Thursday, May 19, 2022

Changing the Massachusetts State Seal

New content on this website/blog, as of May 10, 2022, no longer represents columns published in the Beacon-Villager, because May 5th was the last issue printed on paper, B-V continuing as an e-paper. 

The content below is copied verbatim from an email sent by David Detmold, who has been active in seeking a change to the Massachusetts State Seal, which appears, among other places, on every town name sign one sees when entering the towns. David's contact info is daviddetmold@gmail.com. 

On Tuesday, May 17th, the Special Commission on the Official Seal and Motto of the Commonwealth voted unanimously to seek a complete redesign of the flag, seal and motto of the Commonwealth of Massachusetts.

The six Indigenous members of the special commission (co-chair Brian Weeden, chairman of the Mashpee Wampanoag, Cheryl Andrews-Maltais, chairwoman of the Aquinnah Wampanoag, Melissa Harding-Ferretti, chairwoman of the Herring Pond Wampanoag, Elizabeth Solomon, treasurer of the Massachusett Tribe at Ponkapoag, and Brittney Walley, member of the Hassanamisco Band of the Nipmuc nation) met in caucus prior to the May 17th meeting to discuss the path forward. The commission had been beset with delays in the appointment process, internal obstacles and procedural problems since it was established by the passage of enabling legislation on January 6th, 2021.

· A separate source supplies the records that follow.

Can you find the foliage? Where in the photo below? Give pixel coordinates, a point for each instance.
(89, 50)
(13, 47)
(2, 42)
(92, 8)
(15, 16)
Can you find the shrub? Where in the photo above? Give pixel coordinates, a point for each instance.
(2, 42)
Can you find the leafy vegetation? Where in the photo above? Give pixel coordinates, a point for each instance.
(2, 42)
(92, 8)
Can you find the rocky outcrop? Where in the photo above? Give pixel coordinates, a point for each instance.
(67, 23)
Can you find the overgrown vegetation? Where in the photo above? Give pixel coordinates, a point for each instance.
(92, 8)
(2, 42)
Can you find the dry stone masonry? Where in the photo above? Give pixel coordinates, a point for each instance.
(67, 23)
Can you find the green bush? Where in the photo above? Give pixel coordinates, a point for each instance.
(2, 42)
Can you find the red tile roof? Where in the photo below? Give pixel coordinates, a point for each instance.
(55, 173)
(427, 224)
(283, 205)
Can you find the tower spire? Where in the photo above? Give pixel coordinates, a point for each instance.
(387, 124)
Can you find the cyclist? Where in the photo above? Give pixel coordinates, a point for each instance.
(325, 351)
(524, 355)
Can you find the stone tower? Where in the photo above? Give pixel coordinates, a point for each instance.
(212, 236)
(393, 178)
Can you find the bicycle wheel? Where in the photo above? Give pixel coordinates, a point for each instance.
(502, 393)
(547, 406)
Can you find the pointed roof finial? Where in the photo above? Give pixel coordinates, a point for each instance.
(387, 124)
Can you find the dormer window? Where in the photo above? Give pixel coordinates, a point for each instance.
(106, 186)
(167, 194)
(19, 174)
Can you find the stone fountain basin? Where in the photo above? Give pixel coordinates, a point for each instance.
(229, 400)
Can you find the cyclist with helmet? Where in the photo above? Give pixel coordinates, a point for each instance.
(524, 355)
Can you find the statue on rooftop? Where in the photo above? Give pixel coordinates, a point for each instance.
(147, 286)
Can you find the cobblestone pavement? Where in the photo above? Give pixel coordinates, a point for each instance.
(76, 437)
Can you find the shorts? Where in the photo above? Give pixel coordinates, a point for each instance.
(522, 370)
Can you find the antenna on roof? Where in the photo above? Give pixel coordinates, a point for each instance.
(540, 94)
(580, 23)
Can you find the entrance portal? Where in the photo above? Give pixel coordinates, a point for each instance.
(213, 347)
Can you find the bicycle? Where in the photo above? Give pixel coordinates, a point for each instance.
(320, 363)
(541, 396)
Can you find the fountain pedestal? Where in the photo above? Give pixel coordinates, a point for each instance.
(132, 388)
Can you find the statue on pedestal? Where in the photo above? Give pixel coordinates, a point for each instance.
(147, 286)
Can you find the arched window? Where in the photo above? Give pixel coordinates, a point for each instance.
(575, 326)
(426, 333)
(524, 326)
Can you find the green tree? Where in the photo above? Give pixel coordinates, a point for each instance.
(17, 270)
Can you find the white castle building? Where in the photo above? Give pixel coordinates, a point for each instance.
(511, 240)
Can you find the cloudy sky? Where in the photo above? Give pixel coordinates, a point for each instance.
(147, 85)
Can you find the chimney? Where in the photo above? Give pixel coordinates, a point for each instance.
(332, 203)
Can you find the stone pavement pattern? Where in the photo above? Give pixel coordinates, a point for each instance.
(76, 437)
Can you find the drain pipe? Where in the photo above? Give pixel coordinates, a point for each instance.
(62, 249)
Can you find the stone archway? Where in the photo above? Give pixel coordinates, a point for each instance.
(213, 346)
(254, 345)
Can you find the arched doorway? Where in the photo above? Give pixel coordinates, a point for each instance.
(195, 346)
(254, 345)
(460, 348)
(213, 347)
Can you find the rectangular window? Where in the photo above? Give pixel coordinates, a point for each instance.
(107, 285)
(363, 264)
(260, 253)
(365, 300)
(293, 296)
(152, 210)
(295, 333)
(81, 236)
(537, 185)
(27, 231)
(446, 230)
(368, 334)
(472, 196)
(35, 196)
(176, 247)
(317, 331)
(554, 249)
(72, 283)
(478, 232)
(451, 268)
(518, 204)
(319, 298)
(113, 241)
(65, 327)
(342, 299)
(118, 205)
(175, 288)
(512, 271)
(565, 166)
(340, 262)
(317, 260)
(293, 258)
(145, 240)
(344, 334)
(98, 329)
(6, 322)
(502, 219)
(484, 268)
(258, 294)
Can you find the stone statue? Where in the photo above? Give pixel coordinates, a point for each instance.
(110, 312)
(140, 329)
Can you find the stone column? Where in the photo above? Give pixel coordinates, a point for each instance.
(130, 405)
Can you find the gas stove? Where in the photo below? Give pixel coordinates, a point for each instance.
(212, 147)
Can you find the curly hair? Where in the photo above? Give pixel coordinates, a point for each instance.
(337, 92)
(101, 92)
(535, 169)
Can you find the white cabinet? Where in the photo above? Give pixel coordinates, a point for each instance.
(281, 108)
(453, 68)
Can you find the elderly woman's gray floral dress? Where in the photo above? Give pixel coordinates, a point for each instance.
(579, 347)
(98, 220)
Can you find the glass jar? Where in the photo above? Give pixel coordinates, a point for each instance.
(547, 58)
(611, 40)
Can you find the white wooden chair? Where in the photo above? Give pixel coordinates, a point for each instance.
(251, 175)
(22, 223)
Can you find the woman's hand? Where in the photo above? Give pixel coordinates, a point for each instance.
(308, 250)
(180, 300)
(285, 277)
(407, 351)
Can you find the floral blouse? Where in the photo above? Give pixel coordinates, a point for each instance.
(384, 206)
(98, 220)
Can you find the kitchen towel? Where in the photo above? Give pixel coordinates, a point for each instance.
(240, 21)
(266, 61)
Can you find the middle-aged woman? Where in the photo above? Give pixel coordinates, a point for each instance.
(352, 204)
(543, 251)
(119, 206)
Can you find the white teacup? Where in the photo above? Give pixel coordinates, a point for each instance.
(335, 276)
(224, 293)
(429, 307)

On Tuesday, the Indigenous leaders on the commission pressed their colleagues to decide whether the full commission intends to seek minor revisions to the current flag, seal and motto, or to reject the current imagery entirely and start anew. After polling all the 17 members present, (Senator Marc Pacheco and the senate minority leader’s appointee, Michael Amato, were absent) the commission voted unanimously in favor of a total redesign.

The commission was originally charged with reporting back its recommendations for a new design for the seal and motto of the Commonwealth to the state legislature by October of last year. But not all members had even been appointed by that time. Since January, the commission has been meeting regularly, on the 3rd Tuesday of each month at 11 a.m., and working toward a new reporting deadline of December of 2022. The commission, anticipating the breadth of its work, now hopes the legislature will extend that reporting deadline once more, until March 31st of 2023.

As of Tuesday, the commission appears to have overcome internal hurdles to arrive at a clear consensus. On Tuesday, the united call of the Indigenous leaders for a total redesign received a ringing endorsement from the director of Mass Humanities, commission co-chair Brian Boyles, who delivered the following statement before the unanimous vote of his colleagues:

Statement from Brian Boyles, director, Mass Humanities:

I believe a full redesign of the seal and motto are necessary, given the charges of the special commission. There’s no way that I can examine the seal, or the context in which it was created,  without concluding that it is harmful, both to each of us as residents, and of the reputation of Massachusetts. There’s no interpretation that leads me back to the qualities of peace, justice, liberty, equality and education that are stated in the legislation that created this commission, and at this very historic moment, I think we have a unique opportunity as residents of Massachusetts to do the hard work to create a seal and motto that do justice to the best that this Commonwealth has to offer, and to reckon with history, both visually and in the origins of the current seal and motto. I base these feelings in the wisdom received from my colleagues on this commission, who were named to this commission because of their expertise and their leadership in their communities, and the words of our Native colleagues as expressed in the History and Usages subcommittee only drove that home to me on May 10th.

I hope we can continue to foster this historic moment with collaboration and respect as we envision the path for a new seal and motto. I serve as a leader of an organization where every day we see the will of the people of the Commonwealth to reckon with our history, to not settle for stereotypes, to respond to a changing population, to dig into the archives and records to elevate the voice of people, and in particular Native people, who were marginalized and erased from the stories we tell about Massachusetts.

I think people in Massachusetts are wicked smart, and they are bold, and they should not settle for a seal that sells all of us short.  We have discussed the context in the historical record, and I base my feelings today on a full redesign of the seal and motto in part on the historical record left by Edmund Garrett, the designer of the 1898 seal, who in 1900 wrote an artist’s statement for New England Magazine, Vol. 23, which can be located with a Google search.

I note in particular, first the charge, or the figure of the Native man, the face of that figure was taken from a photograph plucked by the Secretary of State at that time William Olin from the Bureau of Ethnography in Washington DC of Thomas Little Shell, a Chippewa leader who never resided in Massachusetts. The figure is based on a skeleton held at the Peabody Museum in Harvard University. No Native residents were consulted in its selection, a reflection of centuries of exclusion on the part of the Commonwealth from land, laws, and historical records of Indigenous residents.


The figure in the shield, secondly, holds a bow that according to Garrett was taken from an unnamed Native man shot by a settler, William Goodnough, in Sudbury, in 1665. That bow serves as a reminder that should any person know the full context and record, they would understand what emerges from the violence brought on by a people in their own land.

Finally the sword and the hand in the crest is modelled on that of Myles Standish. We know from the record that Myles Standish killed Native people. He was even reprimanded by his own Pilgrim colleagues for doing this.

These are the elements of the seal. The intentions were quite clear, and the construction was done in harmful ways. When we consider the motto: “By the sword we seek peace, but peace only under liberty,” given the origins, and what we know of the history, those words do not ring true to me. I believe they too must go. I don’t see any way to tweak, or edit them, that can do justice to the long history of erasure and oppression of Native peoples since the arrival of the Pilgrims. I see no way to redeem those symbols. To do so would be to give priority to people whose violence should not be a source of pride but of apology and reconciliation.